Son on yılda AKP yasaya aykırı olarak kamu hastanelerinde kürtaj yaptırmamaktadır. Biz kadınlar, ücretsiz kürtaj hakkımızla birlikte kamu hastanelerinde kürtaj hizmetinin kadınlar için erişilebilir olmasını istiyoruz!
Kamu hastanelerinde kürtaj servislerinin yeniden açılmasını talep ediyoruz!

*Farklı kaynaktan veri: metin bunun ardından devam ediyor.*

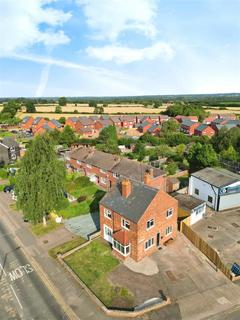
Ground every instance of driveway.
[64,212,100,239]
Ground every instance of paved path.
[65,212,100,239]
[0,214,67,320]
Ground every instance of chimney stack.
[122,179,132,198]
[144,168,153,185]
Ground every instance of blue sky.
[0,0,240,97]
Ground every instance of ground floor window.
[144,238,154,250]
[113,240,130,256]
[166,226,173,236]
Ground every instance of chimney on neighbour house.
[122,179,132,198]
[144,168,153,185]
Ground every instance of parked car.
[3,184,14,193]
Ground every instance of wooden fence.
[181,221,233,280]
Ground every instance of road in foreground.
[0,221,67,320]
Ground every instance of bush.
[77,196,87,202]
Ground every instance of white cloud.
[86,42,174,64]
[76,0,157,40]
[0,0,71,56]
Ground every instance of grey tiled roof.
[100,182,159,223]
[174,193,205,210]
[192,168,240,188]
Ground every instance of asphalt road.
[0,220,67,320]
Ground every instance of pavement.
[191,208,240,269]
[0,192,240,320]
[0,214,67,320]
[64,212,100,239]
[123,257,159,276]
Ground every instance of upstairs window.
[147,219,154,230]
[122,218,130,230]
[103,208,112,219]
[166,208,173,218]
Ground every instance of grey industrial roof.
[100,182,159,223]
[2,137,19,148]
[192,168,240,188]
[182,118,196,127]
[196,123,208,131]
[85,150,119,171]
[175,193,205,210]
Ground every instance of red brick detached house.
[100,179,178,261]
[180,119,199,136]
[194,123,215,138]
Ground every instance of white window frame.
[147,219,155,230]
[121,218,130,230]
[103,208,112,220]
[166,208,173,219]
[144,237,154,251]
[165,226,173,236]
[113,239,131,257]
[99,177,107,184]
[194,188,199,196]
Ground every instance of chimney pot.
[122,179,132,198]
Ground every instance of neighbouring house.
[95,119,113,131]
[166,177,180,193]
[189,168,240,211]
[194,123,215,138]
[100,179,178,261]
[75,117,95,132]
[21,116,34,131]
[180,119,199,136]
[66,146,165,190]
[175,115,198,123]
[147,124,161,136]
[47,119,63,130]
[77,127,94,138]
[138,120,153,133]
[0,137,20,164]
[175,193,206,226]
[65,117,78,131]
[31,117,47,134]
[203,115,217,124]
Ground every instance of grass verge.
[48,237,87,258]
[31,220,62,236]
[64,239,134,308]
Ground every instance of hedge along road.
[0,220,68,320]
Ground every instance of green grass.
[57,174,105,219]
[31,220,62,236]
[64,239,133,308]
[48,237,87,258]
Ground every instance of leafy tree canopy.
[15,135,66,224]
[187,142,218,171]
[58,97,67,107]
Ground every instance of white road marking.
[0,263,7,276]
[10,284,23,309]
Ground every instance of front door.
[157,232,161,247]
[104,225,113,243]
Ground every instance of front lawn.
[57,175,105,219]
[48,237,87,258]
[31,220,62,236]
[64,239,134,308]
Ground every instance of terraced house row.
[66,146,166,190]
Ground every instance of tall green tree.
[15,135,66,224]
[96,126,119,153]
[25,100,36,113]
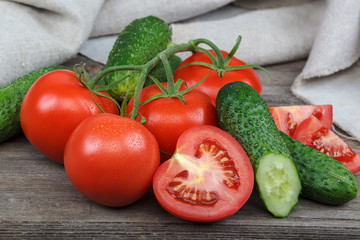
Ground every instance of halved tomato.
[292,116,360,173]
[153,125,254,222]
[269,105,333,137]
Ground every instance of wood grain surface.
[0,56,360,239]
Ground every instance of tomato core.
[166,139,240,206]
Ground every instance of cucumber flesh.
[255,153,301,217]
[216,82,301,217]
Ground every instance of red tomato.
[126,83,217,161]
[269,105,333,137]
[293,116,360,173]
[64,113,160,207]
[20,70,118,163]
[174,50,262,105]
[153,125,254,222]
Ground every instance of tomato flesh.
[293,116,360,173]
[269,105,333,137]
[153,125,254,222]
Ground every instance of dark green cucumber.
[280,132,359,205]
[0,66,66,142]
[144,55,182,87]
[216,82,301,217]
[100,16,171,101]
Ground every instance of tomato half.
[153,125,254,222]
[64,113,160,207]
[293,116,360,173]
[126,83,217,161]
[174,50,262,105]
[20,70,118,164]
[269,105,333,137]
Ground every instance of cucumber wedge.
[280,132,359,205]
[216,82,301,218]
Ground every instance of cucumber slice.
[216,82,301,217]
[255,153,301,217]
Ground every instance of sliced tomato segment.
[292,116,360,173]
[269,105,333,137]
[153,125,254,222]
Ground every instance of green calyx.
[77,34,270,120]
[73,64,123,113]
[182,36,271,78]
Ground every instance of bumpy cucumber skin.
[216,82,291,169]
[280,132,359,205]
[0,66,66,143]
[216,82,301,217]
[100,16,171,101]
[144,55,182,87]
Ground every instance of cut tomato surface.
[153,125,254,222]
[269,105,333,137]
[292,116,360,173]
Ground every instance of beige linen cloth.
[0,0,360,139]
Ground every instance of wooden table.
[0,56,360,239]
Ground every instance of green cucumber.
[144,55,182,87]
[280,132,359,205]
[0,66,66,143]
[100,16,171,102]
[216,82,301,217]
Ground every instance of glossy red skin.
[153,125,254,222]
[269,105,333,137]
[293,116,360,173]
[174,50,262,105]
[126,83,218,161]
[20,70,118,164]
[64,113,160,207]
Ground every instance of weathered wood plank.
[0,56,360,239]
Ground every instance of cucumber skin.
[100,16,171,102]
[216,82,301,217]
[0,66,67,143]
[216,82,291,171]
[280,132,359,205]
[144,55,182,87]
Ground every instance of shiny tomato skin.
[293,116,360,173]
[269,105,333,137]
[20,70,118,164]
[153,125,254,222]
[174,50,262,105]
[126,83,218,161]
[64,113,160,207]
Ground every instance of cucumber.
[144,55,182,87]
[216,82,301,217]
[100,16,171,102]
[280,132,359,205]
[0,66,66,143]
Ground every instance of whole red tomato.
[20,70,118,163]
[64,113,160,207]
[174,50,262,105]
[126,83,217,161]
[153,125,254,222]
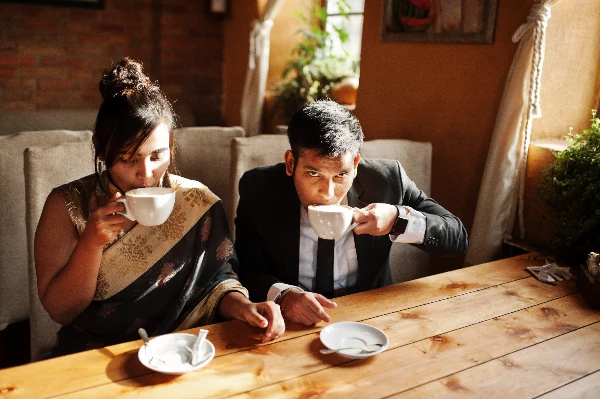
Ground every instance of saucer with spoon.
[319,321,390,359]
[138,329,215,375]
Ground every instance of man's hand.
[219,291,285,342]
[281,290,337,326]
[354,204,398,236]
[244,301,285,342]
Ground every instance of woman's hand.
[281,289,337,326]
[220,291,285,342]
[81,193,129,246]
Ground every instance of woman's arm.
[34,190,125,325]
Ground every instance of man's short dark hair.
[288,100,364,161]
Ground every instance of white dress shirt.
[267,202,427,301]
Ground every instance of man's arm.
[354,161,468,254]
[235,173,280,302]
[396,162,469,254]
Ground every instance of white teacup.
[308,205,358,240]
[117,187,175,226]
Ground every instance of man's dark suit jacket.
[235,159,468,301]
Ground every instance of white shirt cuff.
[267,283,302,301]
[390,206,427,244]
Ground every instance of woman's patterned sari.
[51,175,248,356]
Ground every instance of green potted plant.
[537,110,600,265]
[273,0,358,123]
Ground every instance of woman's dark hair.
[94,58,177,171]
[288,100,364,160]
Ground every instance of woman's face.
[108,124,171,195]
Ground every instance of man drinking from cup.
[235,101,468,325]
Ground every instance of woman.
[35,58,285,356]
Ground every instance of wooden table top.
[0,254,600,399]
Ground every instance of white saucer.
[138,333,215,375]
[320,321,390,359]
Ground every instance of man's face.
[285,149,360,209]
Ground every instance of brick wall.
[0,0,223,125]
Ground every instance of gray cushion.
[0,109,98,135]
[0,130,92,330]
[175,126,244,223]
[229,134,290,238]
[24,142,94,360]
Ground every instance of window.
[325,0,365,69]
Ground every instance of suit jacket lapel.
[348,179,375,291]
[273,177,300,285]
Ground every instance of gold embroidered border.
[94,175,219,300]
[175,279,250,331]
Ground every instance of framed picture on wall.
[0,0,104,8]
[381,0,498,44]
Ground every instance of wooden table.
[0,254,600,399]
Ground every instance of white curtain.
[241,0,285,136]
[465,0,560,265]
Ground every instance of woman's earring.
[96,158,106,172]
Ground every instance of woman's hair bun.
[100,57,152,100]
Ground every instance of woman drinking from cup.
[35,58,285,356]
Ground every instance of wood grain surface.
[0,254,600,399]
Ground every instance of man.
[235,101,468,325]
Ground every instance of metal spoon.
[138,328,166,367]
[319,344,383,355]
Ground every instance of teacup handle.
[115,198,135,222]
[342,222,358,235]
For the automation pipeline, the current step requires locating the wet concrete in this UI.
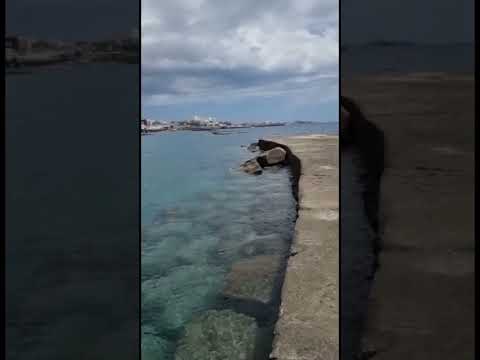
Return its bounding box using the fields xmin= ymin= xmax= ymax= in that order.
xmin=264 ymin=135 xmax=339 ymax=360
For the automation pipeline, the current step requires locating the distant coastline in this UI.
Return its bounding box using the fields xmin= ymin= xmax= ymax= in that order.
xmin=5 ymin=32 xmax=140 ymax=74
xmin=141 ymin=119 xmax=334 ymax=135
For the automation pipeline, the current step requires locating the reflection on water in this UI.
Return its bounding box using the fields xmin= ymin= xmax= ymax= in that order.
xmin=340 ymin=149 xmax=374 ymax=360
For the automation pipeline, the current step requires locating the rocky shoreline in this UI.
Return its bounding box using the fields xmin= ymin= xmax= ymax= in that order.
xmin=169 ymin=135 xmax=338 ymax=360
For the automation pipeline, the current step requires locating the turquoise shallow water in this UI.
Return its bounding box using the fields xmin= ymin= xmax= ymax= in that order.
xmin=141 ymin=124 xmax=337 ymax=360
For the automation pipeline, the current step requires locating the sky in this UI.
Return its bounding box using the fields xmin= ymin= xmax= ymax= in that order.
xmin=341 ymin=0 xmax=475 ymax=43
xmin=5 ymin=0 xmax=138 ymax=41
xmin=141 ymin=0 xmax=338 ymax=121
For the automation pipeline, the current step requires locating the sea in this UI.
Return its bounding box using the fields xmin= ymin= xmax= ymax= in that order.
xmin=5 ymin=64 xmax=140 ymax=360
xmin=141 ymin=122 xmax=338 ymax=360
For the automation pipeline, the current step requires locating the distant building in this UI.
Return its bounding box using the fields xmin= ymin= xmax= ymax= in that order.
xmin=5 ymin=36 xmax=32 ymax=52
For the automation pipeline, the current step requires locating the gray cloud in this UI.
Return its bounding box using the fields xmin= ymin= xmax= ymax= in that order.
xmin=142 ymin=0 xmax=338 ymax=105
xmin=341 ymin=0 xmax=475 ymax=43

Kamu ve özel hastanelerde kürtajda 10 haftalık yasal süreye uyulması ve yasal süresinin 12 haftaya çıkartılmasını;
Evli kadınların gebeliklerini sonlandırmak istediği durumlarda eşlerinden izin isteyen uygulamanın kaldırılmasını istiyoruz!
Bütün sağlık kuruluşlarında doğum kontrol hizmeti ve kürtaj hizmeti veren birimler oluşturulmalı. Tıbbi düşük seçeneği de dahil olmak üzere her kadın duygusal ve fiziksel zorluk yaşamadan nitelikli, sağlıklı koşullarda ücretsiz kürtaj hakkına erişebilmelidir.
Kadınları doğurmaya zorlamak için yapılan baskılara, gebelik testi ile kadınları izlemeye, mahremiyet ihlallerine son verilmelidir.
Sezaryen gerekli durumlarda tercih edilecek bir doğum yöntemidir. Bu karar kadının ve hekimin kararı olmalıdır, başbakanın değil!
Tecavüz durumunda oluşan gebeliklerde kadının beyanı esas alınarak, isteği halinde gebelik sonlandırılmalıdır.
Kadınların yasal hakkı olan kürtajı engelleyen kamu görevlileri hakkında suç duyurusunda bulunuyor, yasa dışı eylemleri nedeniyle cezalandırılmalarını talep ediyoruz.
AKP politikaları nedeniyle ölecek kadınların yasını tutmadan bugün haykırıyoruz.
Kürtaj yasakçılarına oy vermiyoruz! Tüm kadınlara sesleniyoruz: Kürtaj yasakçılarına oy yok demek için 28 Mart Cuma günü mor giyip sokağa çıkıyoruz! Kürtaj hakkımızdan vazgeçmeyeceğimizi seçimlere günler kala AKP hükümetine yeniden hatırlatıyoruz.
Bedenimiz bizim, kararımız bizim, hayatımız bizim!